There’s much more to life than expecting to be happy all the time.
The pressure is on to have a happy life. The message is if you don’t have ongoing happiness then you need to pursue it.
You need to find your purpose, change your job, get a new partner, move locations—do something, anything, to find the happiness your missing.
It doesn’t work that way.
A never-ending happy life is unattainable. There is no such thing.
Let me explain. A never-ending happy life is unattainable.
Happiness is a pseudo-emotional state of being that has no singular definition. It is an enigma. It means different things to different people. We cannot achieve a state of happiness without understanding what it looks like.
Yet we’re bombarded with the idea of pursuing happiness. The concept is supported by a mega industry. Yet for all the books, seminars, modalities etc. to finding a happy life, there seem to be very few people succeeding.
My evidence is this; if there were a single, simple method to a happy life, the happy life industry wouldn’t exist.
Yet you get the message that you need to ‘be happy’ all the time. Why would you want that? Imagine people walking around with a robotic smirk on their face, nodding and saying ‘Don’t worry, it’s all going to work out.’ While in reality, someone close to you has died, your partner and you are going thru a rough patch, and your investments lost 30% of their value overnight.
Life isn’t only about being happy.
Life is about experiences, all of them: the good, bad, the ugly and the amazing.
I want to experience all the emotions that come bubbling up inside of me. I didn’t quit alcohol, porn, TV, and career dependencies to walk around in a state of forced euphoria. ‘Fake it till you make it’? Not for me. I’ve already done that. For much of my life, I was perpetually ‘faking it’, hoping things would get better.
If I want to check out from life, to live in some naïve state of happiness, I would return to indulging in mind-numbing habitual behaviors.
I was checking out of reality when I was engaged in those behaviors. I was in denial of my own pain. I didn’t fully acknowledge other’s pain. I never truly appreciated the good times. Often, I was going thru the motions.
The ‘pursuit of happiness’ gives us a false sense of the ‘nirvana that awaits us’. It is unachievable. We are ultimately going to fail in that quest. It is disappointment waiting to happen.
When I was ‘all-in’ pursing happiness, and I’d have a bad day, I’d be frustrated with myself. I’d ask, ‘Why can’t I just be happy? All the experts say it can be done.’ I might have done yoga, gone for a run, had a rest, yet none of it worked. I thought that I was incapable of achieving the dream of life-long happiness.
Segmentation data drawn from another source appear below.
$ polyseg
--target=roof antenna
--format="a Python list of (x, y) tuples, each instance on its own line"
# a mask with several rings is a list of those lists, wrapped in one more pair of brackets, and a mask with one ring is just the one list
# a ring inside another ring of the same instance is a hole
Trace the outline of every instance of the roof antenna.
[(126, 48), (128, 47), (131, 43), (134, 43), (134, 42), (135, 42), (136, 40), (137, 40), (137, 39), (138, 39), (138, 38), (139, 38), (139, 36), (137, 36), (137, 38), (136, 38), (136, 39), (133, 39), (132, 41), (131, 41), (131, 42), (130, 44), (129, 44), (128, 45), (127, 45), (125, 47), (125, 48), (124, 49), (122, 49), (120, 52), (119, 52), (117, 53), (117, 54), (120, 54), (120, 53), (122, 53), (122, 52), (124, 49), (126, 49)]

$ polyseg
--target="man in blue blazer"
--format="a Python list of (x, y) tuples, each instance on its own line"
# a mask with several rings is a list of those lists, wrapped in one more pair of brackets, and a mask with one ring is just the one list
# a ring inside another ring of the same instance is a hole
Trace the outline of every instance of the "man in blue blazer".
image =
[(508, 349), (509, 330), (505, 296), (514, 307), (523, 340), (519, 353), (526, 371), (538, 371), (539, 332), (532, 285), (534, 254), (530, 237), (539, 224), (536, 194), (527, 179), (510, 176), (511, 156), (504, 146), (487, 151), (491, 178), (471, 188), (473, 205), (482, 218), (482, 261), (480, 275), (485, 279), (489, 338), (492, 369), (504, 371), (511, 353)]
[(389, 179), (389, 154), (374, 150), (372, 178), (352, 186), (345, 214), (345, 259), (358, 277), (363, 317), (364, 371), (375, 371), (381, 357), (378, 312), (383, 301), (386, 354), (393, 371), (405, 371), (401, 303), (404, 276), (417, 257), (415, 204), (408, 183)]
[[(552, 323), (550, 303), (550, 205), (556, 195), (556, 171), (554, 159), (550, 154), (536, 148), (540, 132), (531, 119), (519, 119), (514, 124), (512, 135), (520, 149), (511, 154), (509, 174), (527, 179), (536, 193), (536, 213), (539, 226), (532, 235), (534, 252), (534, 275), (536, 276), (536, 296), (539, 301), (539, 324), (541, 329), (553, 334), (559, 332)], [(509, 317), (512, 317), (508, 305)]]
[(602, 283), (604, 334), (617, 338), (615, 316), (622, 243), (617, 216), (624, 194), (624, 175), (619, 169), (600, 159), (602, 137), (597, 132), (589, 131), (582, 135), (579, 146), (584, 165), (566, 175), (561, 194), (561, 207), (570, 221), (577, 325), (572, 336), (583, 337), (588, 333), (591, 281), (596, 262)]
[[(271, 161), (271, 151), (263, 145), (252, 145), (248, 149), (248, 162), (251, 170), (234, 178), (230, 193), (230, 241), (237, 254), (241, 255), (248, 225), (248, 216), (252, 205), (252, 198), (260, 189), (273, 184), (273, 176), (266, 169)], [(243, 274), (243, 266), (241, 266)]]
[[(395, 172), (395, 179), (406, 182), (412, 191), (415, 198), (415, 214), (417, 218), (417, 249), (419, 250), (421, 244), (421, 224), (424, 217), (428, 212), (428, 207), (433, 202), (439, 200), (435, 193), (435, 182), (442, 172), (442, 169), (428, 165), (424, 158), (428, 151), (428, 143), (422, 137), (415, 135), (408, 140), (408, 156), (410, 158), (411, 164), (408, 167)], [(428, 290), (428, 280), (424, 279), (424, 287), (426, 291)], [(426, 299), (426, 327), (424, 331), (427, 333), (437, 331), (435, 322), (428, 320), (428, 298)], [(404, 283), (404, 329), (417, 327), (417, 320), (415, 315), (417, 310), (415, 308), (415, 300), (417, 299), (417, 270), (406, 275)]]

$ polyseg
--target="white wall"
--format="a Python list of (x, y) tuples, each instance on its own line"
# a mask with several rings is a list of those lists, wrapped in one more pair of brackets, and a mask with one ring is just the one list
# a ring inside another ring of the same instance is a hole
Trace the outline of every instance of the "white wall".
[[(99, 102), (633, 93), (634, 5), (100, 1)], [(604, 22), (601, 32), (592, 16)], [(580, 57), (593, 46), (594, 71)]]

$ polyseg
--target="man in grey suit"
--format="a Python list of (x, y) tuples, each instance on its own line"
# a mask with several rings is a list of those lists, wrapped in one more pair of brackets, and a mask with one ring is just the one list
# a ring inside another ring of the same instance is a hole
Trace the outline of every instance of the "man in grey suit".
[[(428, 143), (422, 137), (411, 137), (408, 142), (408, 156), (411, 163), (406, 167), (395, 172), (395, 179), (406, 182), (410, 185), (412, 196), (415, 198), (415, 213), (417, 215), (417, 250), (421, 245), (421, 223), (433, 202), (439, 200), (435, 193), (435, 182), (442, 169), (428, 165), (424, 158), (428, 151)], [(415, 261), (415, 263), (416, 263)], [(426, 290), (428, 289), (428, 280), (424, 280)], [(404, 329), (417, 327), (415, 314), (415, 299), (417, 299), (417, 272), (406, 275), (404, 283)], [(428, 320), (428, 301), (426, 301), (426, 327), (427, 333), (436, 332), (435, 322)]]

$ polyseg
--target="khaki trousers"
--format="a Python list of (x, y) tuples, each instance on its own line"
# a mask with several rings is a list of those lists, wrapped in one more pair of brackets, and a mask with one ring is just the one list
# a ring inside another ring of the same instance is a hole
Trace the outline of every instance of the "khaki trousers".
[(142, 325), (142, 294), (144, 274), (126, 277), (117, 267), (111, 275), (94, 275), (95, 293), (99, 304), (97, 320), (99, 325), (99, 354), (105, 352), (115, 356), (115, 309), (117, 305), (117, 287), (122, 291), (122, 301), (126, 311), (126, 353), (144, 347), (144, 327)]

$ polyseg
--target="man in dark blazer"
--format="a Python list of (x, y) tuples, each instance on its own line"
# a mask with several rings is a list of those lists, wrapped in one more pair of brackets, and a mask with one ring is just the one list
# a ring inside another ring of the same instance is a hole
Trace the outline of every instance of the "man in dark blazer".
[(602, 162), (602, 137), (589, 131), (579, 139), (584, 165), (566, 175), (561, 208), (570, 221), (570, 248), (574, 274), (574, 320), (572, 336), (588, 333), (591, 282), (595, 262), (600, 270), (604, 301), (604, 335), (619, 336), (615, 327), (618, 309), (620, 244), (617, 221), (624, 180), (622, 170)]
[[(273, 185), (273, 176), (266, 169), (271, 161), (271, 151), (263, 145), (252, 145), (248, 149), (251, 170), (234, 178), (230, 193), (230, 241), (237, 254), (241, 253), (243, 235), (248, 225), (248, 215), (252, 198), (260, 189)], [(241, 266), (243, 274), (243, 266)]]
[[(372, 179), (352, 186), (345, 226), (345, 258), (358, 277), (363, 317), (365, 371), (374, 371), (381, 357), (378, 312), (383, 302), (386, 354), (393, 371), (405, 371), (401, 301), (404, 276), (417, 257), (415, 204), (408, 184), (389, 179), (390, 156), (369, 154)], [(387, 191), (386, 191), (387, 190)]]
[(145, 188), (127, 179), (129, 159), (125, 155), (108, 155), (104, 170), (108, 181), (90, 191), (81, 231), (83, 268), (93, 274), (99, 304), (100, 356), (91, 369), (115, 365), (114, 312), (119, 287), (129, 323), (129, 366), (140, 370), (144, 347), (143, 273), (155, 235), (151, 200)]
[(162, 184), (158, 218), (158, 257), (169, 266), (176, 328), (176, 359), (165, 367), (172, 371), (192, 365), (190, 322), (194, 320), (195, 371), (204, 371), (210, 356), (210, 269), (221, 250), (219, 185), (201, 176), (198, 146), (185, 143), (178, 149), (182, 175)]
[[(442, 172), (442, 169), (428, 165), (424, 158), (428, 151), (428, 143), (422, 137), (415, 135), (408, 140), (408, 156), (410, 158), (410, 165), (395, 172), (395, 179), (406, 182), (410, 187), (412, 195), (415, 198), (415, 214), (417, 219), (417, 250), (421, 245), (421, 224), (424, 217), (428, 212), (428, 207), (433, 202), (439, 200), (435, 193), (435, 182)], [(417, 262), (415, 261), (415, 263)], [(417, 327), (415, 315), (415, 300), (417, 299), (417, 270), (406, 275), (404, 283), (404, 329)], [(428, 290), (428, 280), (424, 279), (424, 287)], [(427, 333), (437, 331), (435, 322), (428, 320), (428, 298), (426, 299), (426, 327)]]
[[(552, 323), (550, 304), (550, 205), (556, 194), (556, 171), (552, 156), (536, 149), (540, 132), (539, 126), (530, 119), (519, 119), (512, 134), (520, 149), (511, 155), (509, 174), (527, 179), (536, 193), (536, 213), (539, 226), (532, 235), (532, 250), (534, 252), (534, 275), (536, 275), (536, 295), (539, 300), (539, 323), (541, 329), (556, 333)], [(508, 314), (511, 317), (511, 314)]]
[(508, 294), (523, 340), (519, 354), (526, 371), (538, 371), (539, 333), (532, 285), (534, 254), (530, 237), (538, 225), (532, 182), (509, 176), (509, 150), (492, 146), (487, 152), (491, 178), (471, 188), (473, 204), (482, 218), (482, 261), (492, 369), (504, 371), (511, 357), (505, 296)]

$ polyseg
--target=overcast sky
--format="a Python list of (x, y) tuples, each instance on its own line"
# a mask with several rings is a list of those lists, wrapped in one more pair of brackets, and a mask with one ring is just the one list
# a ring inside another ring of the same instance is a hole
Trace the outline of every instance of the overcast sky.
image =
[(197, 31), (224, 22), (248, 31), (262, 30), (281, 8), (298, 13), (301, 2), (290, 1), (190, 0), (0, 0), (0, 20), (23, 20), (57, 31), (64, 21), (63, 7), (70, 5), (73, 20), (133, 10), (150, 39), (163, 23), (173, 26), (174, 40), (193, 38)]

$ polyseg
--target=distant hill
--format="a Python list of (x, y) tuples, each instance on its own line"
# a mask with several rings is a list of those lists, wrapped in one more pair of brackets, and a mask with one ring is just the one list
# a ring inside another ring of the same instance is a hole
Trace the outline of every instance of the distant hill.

I believed I was a failure.
No more. I refuse to give in to the feelings of inadequacy. I refuse to seek the unattainable. Instead, I choose to embrace life, all of it, and experience it to it’s fullest.
I want to feel the pain, anguish, empathy, compassion, sadness, loneliness, anger, joy, and ecstasy. I choose to ride the roller coaster of life.
Life is messy. You’re not really living if you’re not feeling it fully. Let go of the pursuit of happiness. It’s wasting your time and will disappoint you in the end.
Live life to it’s fullest, all of it. Don’t diminish the downs, because then you also diminish the ups.
It’s takes courage to truly experience life. Embrace it. Relish it. Cry your heart out, and laugh till you cry. Be angry, and be at peace.